The moving industry has long operated on a simple premise of give customers a few weeks’ notice, schedule the truck, pack the boxes. But Chicago Moving Company Coffey Bros. Moving is finding success with a different approach, one that reflects how people actually move in 2026.
The company has built its business around same-day moving services, a niche that requires both significant infrastructure and operational flexibility. While most moving companies require advance booking, Coffey Bros. maintains a fleet of trucks and crews specifically to accommodate urgent relocations.
The Economics of Emergency Moving
Emergency moves represent a particularly challenging segment of the industry. The logistics are complicated. Trucks need to be available on short notice, crews must be ready to deploy, and the entire operation has to maintain the same standards as scheduled moves. It’s a business model that doesn’t work unless you have scale.

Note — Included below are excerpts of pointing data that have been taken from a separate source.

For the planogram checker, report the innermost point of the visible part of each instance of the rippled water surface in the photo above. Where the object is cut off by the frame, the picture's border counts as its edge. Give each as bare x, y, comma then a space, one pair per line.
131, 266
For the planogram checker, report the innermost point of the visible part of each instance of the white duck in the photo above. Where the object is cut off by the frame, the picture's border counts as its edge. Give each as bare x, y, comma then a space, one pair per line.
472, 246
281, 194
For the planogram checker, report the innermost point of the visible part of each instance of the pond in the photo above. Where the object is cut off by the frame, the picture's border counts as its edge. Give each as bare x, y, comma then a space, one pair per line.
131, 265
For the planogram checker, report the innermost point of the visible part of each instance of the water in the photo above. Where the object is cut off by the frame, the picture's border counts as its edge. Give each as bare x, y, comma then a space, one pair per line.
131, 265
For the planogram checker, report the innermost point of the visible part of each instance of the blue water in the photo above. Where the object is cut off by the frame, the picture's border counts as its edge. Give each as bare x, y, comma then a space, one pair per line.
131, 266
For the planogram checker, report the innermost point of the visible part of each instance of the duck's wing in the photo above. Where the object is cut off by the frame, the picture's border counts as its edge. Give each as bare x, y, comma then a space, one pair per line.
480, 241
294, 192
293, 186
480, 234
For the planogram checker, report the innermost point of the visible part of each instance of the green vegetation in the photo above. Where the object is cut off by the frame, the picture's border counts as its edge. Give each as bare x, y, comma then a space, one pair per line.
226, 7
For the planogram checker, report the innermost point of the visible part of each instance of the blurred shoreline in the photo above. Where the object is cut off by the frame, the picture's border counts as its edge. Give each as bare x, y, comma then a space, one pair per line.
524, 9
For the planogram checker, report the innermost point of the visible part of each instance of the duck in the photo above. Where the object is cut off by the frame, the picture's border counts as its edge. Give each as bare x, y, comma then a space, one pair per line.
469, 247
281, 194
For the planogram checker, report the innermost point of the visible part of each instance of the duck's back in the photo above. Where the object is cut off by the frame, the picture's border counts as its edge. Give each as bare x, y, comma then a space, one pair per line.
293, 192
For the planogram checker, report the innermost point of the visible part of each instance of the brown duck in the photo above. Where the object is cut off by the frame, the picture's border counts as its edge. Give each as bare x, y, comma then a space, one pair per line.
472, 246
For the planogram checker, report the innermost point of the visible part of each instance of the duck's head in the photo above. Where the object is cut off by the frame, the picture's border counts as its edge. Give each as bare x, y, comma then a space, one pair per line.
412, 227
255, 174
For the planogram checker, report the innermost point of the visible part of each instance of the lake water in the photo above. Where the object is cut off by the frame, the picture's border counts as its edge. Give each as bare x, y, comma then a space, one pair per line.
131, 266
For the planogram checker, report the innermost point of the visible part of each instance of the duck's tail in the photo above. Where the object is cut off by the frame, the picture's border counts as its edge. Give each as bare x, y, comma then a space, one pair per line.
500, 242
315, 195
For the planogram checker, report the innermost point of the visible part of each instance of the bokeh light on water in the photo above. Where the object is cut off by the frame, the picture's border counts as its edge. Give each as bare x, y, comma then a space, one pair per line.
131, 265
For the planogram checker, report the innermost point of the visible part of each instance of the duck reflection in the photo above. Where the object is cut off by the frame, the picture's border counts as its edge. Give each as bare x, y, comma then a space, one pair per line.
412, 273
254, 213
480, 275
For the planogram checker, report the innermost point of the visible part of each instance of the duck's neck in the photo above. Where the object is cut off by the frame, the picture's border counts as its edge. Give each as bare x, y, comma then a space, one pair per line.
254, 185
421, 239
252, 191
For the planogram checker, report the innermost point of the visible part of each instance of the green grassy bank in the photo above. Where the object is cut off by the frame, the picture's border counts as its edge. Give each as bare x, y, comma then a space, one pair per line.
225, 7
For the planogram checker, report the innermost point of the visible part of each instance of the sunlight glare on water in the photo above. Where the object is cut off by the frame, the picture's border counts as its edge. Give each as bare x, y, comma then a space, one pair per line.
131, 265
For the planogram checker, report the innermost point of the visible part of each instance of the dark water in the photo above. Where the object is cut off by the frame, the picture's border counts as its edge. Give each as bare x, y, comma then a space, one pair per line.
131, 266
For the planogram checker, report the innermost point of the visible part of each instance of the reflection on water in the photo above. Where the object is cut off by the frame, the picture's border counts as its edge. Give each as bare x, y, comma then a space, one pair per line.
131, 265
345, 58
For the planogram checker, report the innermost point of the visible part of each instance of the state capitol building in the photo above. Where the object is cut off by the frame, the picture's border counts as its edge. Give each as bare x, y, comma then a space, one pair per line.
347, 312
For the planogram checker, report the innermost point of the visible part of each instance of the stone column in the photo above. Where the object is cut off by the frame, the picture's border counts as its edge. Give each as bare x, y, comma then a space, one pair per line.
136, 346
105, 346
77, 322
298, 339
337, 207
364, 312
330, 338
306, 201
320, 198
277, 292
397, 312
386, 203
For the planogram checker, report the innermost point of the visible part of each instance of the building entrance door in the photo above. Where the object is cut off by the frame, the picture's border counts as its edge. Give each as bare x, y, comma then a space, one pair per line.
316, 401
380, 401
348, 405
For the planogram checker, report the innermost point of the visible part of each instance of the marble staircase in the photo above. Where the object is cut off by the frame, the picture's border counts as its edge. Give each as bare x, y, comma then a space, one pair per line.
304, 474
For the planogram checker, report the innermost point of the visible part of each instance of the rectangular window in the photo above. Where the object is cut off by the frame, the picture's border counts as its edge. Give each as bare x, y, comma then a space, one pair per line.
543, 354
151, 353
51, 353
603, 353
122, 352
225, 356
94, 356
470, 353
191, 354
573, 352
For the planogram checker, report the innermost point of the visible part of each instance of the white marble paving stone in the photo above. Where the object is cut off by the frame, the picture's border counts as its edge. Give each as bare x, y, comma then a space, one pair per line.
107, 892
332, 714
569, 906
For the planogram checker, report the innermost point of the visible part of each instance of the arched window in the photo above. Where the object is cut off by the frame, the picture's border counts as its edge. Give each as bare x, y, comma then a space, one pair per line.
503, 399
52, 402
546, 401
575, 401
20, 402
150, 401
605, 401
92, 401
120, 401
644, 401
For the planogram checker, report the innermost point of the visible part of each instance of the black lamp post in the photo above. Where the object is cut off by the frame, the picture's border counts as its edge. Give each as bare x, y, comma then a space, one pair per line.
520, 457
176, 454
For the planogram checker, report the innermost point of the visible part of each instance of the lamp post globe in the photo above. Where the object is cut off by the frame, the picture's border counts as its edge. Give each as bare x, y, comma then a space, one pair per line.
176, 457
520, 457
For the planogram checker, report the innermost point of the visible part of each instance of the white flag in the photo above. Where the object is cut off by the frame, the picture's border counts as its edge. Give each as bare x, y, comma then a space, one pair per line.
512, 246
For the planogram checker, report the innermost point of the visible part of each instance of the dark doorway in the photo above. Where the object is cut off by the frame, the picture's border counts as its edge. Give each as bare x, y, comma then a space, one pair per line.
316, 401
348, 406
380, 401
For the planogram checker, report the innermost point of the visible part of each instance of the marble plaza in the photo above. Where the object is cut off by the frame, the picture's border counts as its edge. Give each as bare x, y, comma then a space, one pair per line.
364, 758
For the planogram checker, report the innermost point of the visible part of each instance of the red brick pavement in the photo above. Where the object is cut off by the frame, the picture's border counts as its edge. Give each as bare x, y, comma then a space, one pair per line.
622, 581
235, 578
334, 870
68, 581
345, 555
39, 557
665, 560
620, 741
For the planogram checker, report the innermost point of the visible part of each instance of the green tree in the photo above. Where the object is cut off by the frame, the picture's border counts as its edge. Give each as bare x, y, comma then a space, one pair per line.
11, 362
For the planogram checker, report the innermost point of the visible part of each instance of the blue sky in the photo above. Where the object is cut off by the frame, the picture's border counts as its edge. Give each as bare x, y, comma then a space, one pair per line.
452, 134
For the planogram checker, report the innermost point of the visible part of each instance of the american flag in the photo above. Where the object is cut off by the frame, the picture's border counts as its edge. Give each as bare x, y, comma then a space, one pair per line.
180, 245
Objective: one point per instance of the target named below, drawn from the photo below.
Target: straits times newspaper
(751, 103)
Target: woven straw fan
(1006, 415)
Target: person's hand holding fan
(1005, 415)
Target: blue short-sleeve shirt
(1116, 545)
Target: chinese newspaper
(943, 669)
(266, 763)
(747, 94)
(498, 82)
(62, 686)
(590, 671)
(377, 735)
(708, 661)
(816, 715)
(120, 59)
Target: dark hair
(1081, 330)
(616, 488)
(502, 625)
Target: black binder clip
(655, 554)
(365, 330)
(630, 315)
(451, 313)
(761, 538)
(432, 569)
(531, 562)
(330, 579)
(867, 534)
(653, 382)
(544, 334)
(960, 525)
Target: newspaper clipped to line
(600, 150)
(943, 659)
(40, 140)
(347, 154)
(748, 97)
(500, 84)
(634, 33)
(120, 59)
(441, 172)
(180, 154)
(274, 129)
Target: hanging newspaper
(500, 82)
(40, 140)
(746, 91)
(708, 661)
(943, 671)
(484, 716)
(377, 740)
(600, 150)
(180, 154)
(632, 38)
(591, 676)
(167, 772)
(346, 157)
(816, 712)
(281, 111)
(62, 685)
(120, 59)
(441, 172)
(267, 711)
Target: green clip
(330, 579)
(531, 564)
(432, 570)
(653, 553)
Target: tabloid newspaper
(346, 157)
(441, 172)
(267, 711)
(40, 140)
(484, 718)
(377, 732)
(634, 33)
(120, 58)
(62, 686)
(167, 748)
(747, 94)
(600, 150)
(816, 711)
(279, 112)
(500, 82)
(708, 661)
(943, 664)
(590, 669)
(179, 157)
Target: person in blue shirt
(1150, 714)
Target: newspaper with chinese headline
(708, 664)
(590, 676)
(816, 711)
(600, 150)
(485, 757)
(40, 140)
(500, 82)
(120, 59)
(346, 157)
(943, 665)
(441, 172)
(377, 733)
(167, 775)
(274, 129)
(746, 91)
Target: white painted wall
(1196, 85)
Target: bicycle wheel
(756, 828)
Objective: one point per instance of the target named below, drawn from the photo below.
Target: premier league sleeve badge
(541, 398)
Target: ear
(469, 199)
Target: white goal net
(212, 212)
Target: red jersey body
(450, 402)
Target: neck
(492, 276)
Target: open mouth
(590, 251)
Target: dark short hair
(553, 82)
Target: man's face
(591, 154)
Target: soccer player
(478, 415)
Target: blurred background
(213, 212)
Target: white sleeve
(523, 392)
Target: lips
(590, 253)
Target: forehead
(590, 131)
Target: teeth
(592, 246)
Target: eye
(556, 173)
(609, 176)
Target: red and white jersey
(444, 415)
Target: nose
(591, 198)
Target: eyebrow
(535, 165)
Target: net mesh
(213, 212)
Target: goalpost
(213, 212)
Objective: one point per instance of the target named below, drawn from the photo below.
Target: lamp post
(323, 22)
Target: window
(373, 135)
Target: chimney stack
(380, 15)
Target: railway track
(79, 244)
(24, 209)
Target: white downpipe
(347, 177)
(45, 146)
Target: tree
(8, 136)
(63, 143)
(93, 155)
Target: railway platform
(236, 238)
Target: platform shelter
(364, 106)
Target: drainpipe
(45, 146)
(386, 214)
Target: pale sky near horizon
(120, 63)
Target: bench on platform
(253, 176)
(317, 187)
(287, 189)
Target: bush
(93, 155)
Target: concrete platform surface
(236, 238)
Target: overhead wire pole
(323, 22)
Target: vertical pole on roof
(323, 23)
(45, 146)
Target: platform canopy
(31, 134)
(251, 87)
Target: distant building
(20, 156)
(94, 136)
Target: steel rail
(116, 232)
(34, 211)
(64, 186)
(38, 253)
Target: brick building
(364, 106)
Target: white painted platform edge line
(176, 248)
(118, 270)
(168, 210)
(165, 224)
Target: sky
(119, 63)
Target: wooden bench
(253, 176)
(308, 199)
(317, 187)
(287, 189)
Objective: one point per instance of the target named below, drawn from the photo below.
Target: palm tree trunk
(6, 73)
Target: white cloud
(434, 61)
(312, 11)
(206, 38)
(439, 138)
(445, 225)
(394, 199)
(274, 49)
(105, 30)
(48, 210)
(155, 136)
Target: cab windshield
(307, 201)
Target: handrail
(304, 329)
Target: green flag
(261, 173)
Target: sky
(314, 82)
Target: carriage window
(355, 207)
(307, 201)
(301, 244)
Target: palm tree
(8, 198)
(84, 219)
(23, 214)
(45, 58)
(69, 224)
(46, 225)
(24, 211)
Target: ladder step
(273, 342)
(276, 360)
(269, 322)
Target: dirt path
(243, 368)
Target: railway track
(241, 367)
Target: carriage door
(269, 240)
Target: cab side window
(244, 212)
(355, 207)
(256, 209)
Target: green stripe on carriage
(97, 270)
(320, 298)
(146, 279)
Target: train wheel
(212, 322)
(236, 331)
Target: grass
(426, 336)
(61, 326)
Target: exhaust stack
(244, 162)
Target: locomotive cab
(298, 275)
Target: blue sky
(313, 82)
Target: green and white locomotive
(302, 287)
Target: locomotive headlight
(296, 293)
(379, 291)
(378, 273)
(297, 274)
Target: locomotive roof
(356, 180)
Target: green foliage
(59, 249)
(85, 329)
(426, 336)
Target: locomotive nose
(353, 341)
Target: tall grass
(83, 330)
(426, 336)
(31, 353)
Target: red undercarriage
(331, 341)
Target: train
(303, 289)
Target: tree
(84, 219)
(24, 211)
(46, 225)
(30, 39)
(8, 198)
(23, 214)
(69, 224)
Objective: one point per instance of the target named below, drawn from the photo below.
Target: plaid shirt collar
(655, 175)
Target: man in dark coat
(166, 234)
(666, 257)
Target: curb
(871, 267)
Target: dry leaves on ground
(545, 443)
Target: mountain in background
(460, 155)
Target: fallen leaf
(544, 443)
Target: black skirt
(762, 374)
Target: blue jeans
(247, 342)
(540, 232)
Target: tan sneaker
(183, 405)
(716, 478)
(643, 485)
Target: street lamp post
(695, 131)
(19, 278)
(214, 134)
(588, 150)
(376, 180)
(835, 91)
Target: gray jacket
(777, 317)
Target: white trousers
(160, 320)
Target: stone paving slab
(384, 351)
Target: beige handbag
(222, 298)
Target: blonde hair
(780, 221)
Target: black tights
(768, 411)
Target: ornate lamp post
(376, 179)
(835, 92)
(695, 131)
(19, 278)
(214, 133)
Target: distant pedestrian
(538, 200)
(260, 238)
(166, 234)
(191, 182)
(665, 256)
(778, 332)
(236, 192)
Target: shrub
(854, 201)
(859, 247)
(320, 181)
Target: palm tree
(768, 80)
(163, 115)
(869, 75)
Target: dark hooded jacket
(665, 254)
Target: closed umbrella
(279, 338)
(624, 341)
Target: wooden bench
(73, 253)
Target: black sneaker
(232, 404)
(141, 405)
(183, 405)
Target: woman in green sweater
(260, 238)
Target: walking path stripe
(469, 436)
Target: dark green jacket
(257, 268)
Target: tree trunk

They are Chicago movers who have earned an A+ rating from the Better Business Bureau and maintains five-star ratings on both Google My Business and Angi, suggesting they’ve managed to deliver quality despite the compressed timelines. Those ratings matter in an industry where horror stories about damaged furniture and price gouging spread quickly on social media.
Beyond the Box Truck
The company offers more than just transportation. Their services extend to packing and storage, addressing the full scope of what makes moving stressful. The packing service in particular addresses a common pain point which is most people dramatically underestimate how long it takes to properly pack a household, or they simply don’t have the materials on hand when decision time comes.

Storage represents another practical consideration. Lease terms don’t always align perfectly, and professional packing and storage services can bridge those gaps without requiring friends with basements or expensive month-to-month rental agreements.
Expansion Plans
The company is now looking beyond Chicago, planning to replicate its model in other metro areas across the country. It’s an ambitious goal in an industry that’s largely fragmented, with most moving companies remaining local operations. Success will likely depend on whether they can maintain their service standards while scaling up—and whether the emergency moving model translates to other cities with different housing markets and demographic patterns.
For now, they’re proof that there’s room in the moving industry for companies that can solve immediate problems rather than just scheduled ones. Whether you’re relocating across town or just need help getting your belongings from point A to point B quickly, emergency moving capabilities have become less of a luxury and more of a practical necessity in an increasingly mobile society.